Ground Two: In the alternative, an error of mixed fact and law in that the Member failed to find that the evidence did establish that any psychological injury, as contemplated by s 4 of the 1987 Act had resolved

  1. The appellant submits that, if the respondent was injured as alleged, the Member erred by failing to determine that the respondent had recovered from the effects of his injury. The respondent submits that, on the basis of his submissions made in respect of Ground One, the appellant’s ground of appeal is not made out. The respondent further submits that, even if it were made out, the appellant would not enjoy any relief because, in the context of a claim pursuant to s 66 of the 1987 Act and absent a claim for weekly payments, a conclusion reached that the respondent had recovered from the injury was irrelevant.

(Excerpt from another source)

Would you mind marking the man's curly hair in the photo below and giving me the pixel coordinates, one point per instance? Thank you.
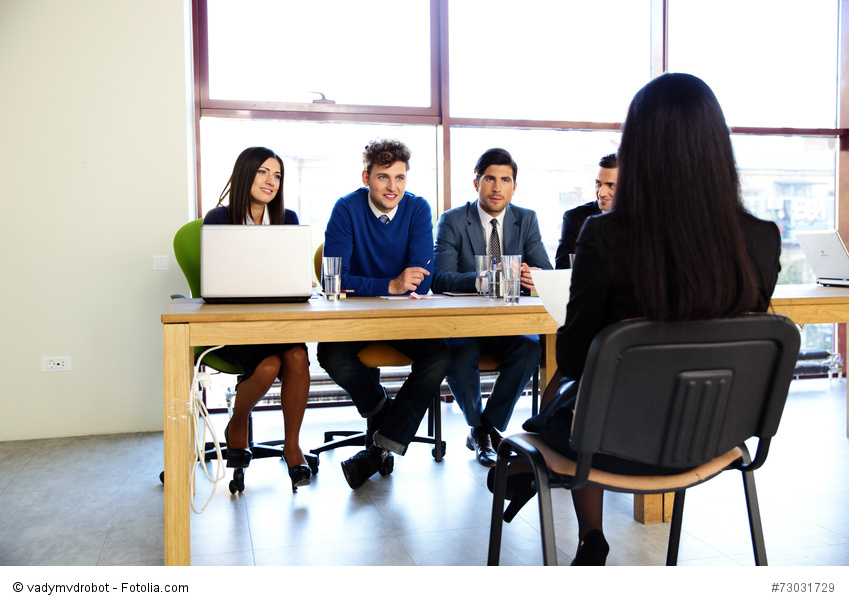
(385, 152)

  2. I have reviewed the transcript of proceedings before the Member and it is not readily apparent that a submission that the respondent had recovered from the effects of any injury was made to the Member. Extrapolating from the transcript of proceedings, the submissions that could potentially be considered relevant to such submissions were as follows:

    (a)    In relation to a document (Fitness to Drive Medical Assessment) signed by the respondent on 7 January 2021,

    “It’s signed by the [respondent] … on 7 January 2021. There’s only two conclusions, we say, that can properly be drawn from that document. One, the [respondent] does not experience the psychological condition of which he complains or, two, knowing he has that condition, he has, for reasons only known to himself, deliberately concealed it for his own self-gain in renewing his licence.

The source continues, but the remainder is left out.